Когда ты уснул, я не могла допустить и мысли о том, чтобы разбудить тебя и выгнать в парижскую ночь. Но мне нужно было ехать к Эмили. Поэтому я решила не беспокоить тебя… и оставить тебе ключ. Когда ты проснешься, на кухне тебя ждут мини-кофеварка для эспрессо и хороший итальянский кофе. Возьми этот ключ и, пожалуйста, запри дверь. И, если ты сможешь снова находиться в моем обществе, я вернусь сюда в 17:00.
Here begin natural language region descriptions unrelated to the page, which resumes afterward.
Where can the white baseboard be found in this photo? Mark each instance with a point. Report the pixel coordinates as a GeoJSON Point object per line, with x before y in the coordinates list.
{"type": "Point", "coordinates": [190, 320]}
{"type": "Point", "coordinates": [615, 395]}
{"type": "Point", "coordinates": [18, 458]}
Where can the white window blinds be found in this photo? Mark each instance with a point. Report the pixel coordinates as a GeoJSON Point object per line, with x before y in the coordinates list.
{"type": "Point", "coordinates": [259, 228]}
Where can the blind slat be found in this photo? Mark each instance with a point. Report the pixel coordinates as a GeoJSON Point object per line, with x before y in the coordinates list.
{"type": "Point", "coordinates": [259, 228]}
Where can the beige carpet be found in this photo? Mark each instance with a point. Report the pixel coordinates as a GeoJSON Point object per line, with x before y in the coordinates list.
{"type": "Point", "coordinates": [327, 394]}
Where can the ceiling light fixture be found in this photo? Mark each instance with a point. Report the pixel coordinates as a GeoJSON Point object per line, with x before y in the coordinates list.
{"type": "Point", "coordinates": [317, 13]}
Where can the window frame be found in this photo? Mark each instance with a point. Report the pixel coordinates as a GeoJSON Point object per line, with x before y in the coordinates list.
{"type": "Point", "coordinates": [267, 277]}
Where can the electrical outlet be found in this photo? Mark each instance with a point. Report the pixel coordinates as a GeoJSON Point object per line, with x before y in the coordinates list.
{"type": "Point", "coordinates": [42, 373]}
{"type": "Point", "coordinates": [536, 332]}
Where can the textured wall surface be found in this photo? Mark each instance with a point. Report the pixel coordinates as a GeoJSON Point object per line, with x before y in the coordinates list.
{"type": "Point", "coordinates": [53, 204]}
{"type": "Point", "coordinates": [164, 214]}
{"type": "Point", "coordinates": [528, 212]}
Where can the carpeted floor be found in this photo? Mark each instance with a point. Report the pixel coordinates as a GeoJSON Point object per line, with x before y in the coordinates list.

Этим вечером я кое-что обнаружила: mon jeune homme стал замечательным мужчиной.
Je t’embrasse trиs fort.
Я прочитал записку дважды. Та моя половина, что вечно нуждалась в заверениях – жаждала, как в детстве, похвалы от критически настроенных и отстраненных родителей, – находила ее слова умиротворяющими, утешительными. Но в то же время я поймал себя на мысли: это любовь. Все, к чему она вернулась этим вечером, не считая дочери, было проявлением той самой безусловной любви. Я видел не только ее горе, но и ее безмерное одиночество, которое при всем различии наших жизненных путей было сродни моему одиночеству. Муж явно не оказал ей той поддержки, в какой она нуждалась, когда блуждала в потемках сознания после рождения их дочери. Хотя, возможно, он и не был так прямолинеен в высказываниях, как его дьявольская мамаша, тем не менее молчаливо осуждал жену, на радость старой мегере. Он позволил Изабель чувствовать себя неполноценной женщиной и матерью из-за этого временного безумия… тогда как конечно же знал, что она не властна над пошатнувшейся психикой.
Как же мне хотелось спасти ее от этих осуждающих и несправедливых людей. Я был готов отложить все свои дела на потом и быть рядом с ней в Париже. Или, если бы она тоже поняла теперь, что наша любовь способна все изменить, может, решилась бы рискнуть и приехать в Кембридж вместе с Эмили, и мы могли бы воспитывать девочку как нашу дочь; я бы закончил свое юридическое образование, а потом…
В этом-то и была загвоздка.
Счастливая жизнь для всех вместе и каждого в отдельности. Ежедневные клятвы в вечной любви. Блаженство семейного уюта, излучаемое нашим домом. Эмили, растущая билингвой. Изабель, редактирующая рукописи. Я, выпускник юридической школы, владеющий французским настолько свободно, что сразу становлюсь партнером в крупной англо-французской юридической фирме. А на рубеже 1980-х годов у нас рождается общий ребенок, и…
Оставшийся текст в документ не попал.